Air Defense: Affordable Trumps Better


December 13, 2015: In late 2015 the Netherlands decided against buying the European (MBDA) made MEADS (Medium Extended Air Defense System) to replace its aging Patriot systems. The Dutch concluded that the additional expense of buying new MEADS systems to replace Patriot was not worth it. Instead existing Patriot systems will be upgraded as often as necessary to keep them going until 2040.

MEADS does have some admirers. In mid-2015 Germany decided to buy the MEADS for short range (under 50 kilometers) aircraft and missile defense. The other option was to upgrade their Patriot systems and buy more Patriot systems. This is what the United States has already done. The U.S. Army was originally a developer and customer for MEADS but withdrew in 2013. The Americans left despite the high cancellation penalties incurred. Work on MEADS began in the late 1990s but is suffered numerous delays and did not conduct its first flight tests until 2011. It was supposed to enter service in 2014, but technical problems kept delaying that. Now it looks like 2016 is most likely.

Despite all the problems the Germans managed to carry out a remarkable turnaround for MEADS. Back in 2002 this multinational effort to replace the Patriot air defense system had reached a crises, with cost overruns and technical difficulties threatening to scuttle MEADS. The project began as a joint effort by Germany (paying for 25 percent of development), Italy (17 percent) and the United States (58 percent.) France was also once a partner, but withdrew as the problems mounted. The U.S. government tried to remain with the program to avoid offending Germany and Italy but the costs and delays became impossible to defend before Congress.

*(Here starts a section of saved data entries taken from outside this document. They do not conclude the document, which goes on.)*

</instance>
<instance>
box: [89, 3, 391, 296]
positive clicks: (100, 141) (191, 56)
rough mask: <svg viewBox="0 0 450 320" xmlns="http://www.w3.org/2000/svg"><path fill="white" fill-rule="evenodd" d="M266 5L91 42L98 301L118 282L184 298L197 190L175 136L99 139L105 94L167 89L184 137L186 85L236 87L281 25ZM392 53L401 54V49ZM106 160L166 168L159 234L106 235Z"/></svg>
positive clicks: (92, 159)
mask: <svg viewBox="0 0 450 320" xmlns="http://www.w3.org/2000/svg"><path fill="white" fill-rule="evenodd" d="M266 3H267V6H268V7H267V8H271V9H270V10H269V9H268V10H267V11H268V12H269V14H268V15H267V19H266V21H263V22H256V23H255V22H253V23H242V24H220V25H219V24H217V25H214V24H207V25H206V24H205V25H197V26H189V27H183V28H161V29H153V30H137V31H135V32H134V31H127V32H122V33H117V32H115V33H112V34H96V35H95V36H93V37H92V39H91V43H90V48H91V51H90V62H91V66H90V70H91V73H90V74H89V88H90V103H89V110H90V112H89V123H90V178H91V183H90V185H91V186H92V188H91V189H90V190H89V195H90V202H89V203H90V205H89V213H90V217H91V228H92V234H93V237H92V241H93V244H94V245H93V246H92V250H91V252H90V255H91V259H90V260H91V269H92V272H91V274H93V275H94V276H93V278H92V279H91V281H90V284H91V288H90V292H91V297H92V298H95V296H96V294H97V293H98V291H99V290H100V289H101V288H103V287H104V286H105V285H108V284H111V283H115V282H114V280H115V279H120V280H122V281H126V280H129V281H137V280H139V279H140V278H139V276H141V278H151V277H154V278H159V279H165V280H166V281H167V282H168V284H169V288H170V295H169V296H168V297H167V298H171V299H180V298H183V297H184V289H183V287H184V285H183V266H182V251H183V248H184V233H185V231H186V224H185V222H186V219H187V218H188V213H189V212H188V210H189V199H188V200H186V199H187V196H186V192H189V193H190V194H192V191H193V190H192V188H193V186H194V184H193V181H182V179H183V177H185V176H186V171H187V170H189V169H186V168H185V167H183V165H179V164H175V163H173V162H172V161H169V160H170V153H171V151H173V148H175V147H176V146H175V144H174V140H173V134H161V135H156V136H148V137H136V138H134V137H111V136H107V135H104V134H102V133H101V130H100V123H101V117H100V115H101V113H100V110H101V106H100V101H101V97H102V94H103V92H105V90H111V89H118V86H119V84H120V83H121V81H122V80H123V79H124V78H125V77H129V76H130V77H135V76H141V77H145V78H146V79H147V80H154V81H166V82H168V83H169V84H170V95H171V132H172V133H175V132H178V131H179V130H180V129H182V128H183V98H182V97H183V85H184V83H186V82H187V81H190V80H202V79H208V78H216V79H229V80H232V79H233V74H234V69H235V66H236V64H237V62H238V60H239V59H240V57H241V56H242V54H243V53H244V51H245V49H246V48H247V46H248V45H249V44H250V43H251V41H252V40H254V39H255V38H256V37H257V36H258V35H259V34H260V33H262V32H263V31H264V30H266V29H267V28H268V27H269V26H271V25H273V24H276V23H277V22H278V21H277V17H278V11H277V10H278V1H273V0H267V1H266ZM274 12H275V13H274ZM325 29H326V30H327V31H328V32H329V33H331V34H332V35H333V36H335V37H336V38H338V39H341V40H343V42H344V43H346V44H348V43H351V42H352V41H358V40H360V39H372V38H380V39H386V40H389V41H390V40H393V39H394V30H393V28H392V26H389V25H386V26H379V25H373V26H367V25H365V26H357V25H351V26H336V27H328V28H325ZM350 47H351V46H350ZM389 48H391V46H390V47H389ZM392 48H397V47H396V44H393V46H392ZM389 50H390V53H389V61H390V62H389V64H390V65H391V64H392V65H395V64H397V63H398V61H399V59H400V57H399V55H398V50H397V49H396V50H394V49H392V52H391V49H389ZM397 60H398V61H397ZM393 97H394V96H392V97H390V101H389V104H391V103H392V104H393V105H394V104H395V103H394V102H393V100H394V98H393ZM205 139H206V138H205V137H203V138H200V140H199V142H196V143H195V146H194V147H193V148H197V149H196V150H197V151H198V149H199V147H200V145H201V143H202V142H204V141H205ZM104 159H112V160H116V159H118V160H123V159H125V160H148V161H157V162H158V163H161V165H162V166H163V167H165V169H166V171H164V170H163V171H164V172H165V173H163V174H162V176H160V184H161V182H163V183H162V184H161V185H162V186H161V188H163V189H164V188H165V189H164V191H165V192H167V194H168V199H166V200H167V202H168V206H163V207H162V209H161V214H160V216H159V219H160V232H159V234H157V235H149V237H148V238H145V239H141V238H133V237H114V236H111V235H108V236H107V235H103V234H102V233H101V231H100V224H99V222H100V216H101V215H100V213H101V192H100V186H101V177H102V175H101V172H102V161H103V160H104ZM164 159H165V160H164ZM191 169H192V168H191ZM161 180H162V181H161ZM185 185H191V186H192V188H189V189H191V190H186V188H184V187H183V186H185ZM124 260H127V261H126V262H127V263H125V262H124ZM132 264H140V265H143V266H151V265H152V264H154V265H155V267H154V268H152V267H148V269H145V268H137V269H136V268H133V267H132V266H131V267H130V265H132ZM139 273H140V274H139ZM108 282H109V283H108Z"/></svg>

MEADS was designed to use the existing Patriot PAC-3 anti-missile missile (range of 20 kilometers) against missiles and aircraft, and the long range IRIS-T SL air-to-air missile (range of 40 kilometers) for attacking aircraft and some missiles. This version of IRIS-T is modified for ground launch and longer range. MEADS is mobile, carried around in five ton trucks.

As completed MEADS is able to set up and be ready for action faster than Patriot. The vehicles used to transport MEADS are somewhat more mobile. The electronics are superior in some ways to Patriot. For example the radar provides 360 degree coverage. MEADS was designed to more easily integrate with other air and missile defense systems. If MEADS does well in its final testing and the price is competitive with Patriot, there will potential export sales and stiff competition for Patriot. If MEADS works as advertising Patriot will be under pressure to develop equivalent or better capabilities. MBDA fears that other potential MEADS customers will, if they have Patriot, use the same logic as the Dutch and Americans and stick with upgraded Patriot rather than the new MEADS.